Rasters creëren

Om een nieuw raster te creëren:

1.      Dupliceer een bestaand raster via het Hulpbronnenbeheer. Klik hiervoor met rechts op het raster en selecteer het commando Dupliceer in het contextmenu.

2.      Geef een unieke naam op. Klik op OK.

3.      Klik met rechts op het nieuwe symbool en selecteer het commando Bewerk. Kies om het 3D-gedeelte van het symbool te bewerken.

4.      Pas de eigenschappen in het Infopalet aan.

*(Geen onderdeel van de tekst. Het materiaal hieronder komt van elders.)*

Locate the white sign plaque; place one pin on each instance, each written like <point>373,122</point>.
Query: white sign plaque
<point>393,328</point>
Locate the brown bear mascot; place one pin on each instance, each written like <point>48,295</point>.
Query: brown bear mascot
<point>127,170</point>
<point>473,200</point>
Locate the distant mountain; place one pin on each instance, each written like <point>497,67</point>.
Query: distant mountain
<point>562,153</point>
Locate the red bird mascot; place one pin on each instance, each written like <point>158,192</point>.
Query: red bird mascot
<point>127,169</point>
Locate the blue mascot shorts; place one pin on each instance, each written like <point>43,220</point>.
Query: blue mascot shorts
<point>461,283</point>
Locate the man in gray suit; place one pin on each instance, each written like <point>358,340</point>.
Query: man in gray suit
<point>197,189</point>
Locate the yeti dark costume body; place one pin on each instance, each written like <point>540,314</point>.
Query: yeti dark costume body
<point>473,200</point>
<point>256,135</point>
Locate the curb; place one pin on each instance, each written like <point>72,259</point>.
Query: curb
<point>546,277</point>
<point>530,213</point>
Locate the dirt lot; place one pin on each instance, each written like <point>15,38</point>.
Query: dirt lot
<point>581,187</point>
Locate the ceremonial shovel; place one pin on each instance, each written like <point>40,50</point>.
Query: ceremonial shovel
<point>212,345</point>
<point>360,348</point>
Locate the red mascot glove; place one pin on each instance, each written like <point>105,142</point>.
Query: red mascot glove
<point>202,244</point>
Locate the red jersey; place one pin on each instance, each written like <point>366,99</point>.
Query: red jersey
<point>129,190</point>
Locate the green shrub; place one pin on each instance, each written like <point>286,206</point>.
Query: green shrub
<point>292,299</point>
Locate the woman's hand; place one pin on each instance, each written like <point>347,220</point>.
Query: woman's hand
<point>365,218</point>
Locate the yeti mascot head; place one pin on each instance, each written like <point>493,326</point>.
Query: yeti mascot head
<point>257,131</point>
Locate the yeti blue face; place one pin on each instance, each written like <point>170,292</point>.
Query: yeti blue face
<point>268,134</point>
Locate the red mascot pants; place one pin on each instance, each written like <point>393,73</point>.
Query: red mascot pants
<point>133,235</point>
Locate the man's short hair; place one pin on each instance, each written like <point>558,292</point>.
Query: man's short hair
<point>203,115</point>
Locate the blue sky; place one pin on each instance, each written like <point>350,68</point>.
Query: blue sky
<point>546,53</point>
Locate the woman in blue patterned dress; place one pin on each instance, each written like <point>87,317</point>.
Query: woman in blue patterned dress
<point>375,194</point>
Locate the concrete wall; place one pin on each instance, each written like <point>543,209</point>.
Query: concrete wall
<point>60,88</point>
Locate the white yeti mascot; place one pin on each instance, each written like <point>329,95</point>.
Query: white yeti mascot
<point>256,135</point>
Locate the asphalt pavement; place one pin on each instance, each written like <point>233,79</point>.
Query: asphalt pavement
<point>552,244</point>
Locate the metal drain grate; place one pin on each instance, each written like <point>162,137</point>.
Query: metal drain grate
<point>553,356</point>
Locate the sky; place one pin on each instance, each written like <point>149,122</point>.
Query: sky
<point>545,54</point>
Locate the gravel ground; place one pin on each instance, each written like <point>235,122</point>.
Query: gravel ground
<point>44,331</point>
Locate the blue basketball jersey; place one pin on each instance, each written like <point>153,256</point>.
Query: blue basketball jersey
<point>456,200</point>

5.      Zodra u het document bewaart, worden de wijzigingen automatisch overgenomen door de gereedschappen voor verbindingselementen.

Gespiegelde rasters kunnen niet worden gebruikt.

Instellingen raster - basis

Een raster bevat lijnen die langs de X-as en de Y-as lopen. Voor elke as zijn er de volgende instellingen:

Veld

Omschrijving

Raster X / Raster Y

Gebruik deze optie om de lijnen op de corresponderende as te tonen of te verbergen.

Beginafstand

Geef de afstand op vanaf het middelpunt/vanaf de rand (afhankelijk van de instelling voor Start t.o.v. middelpunt).

Minimum eindafstand

Geef de minimumafstand op die moet overblijven aan het einde van het raster.

Breedte

Bepaal de breedte voor het raster vanaf de beginafstand.

Start t.o.v. middelpunt

Vink deze optie aan als u het raster vanaf het middelpunt wilt tekenen in plaats vanaf de rand.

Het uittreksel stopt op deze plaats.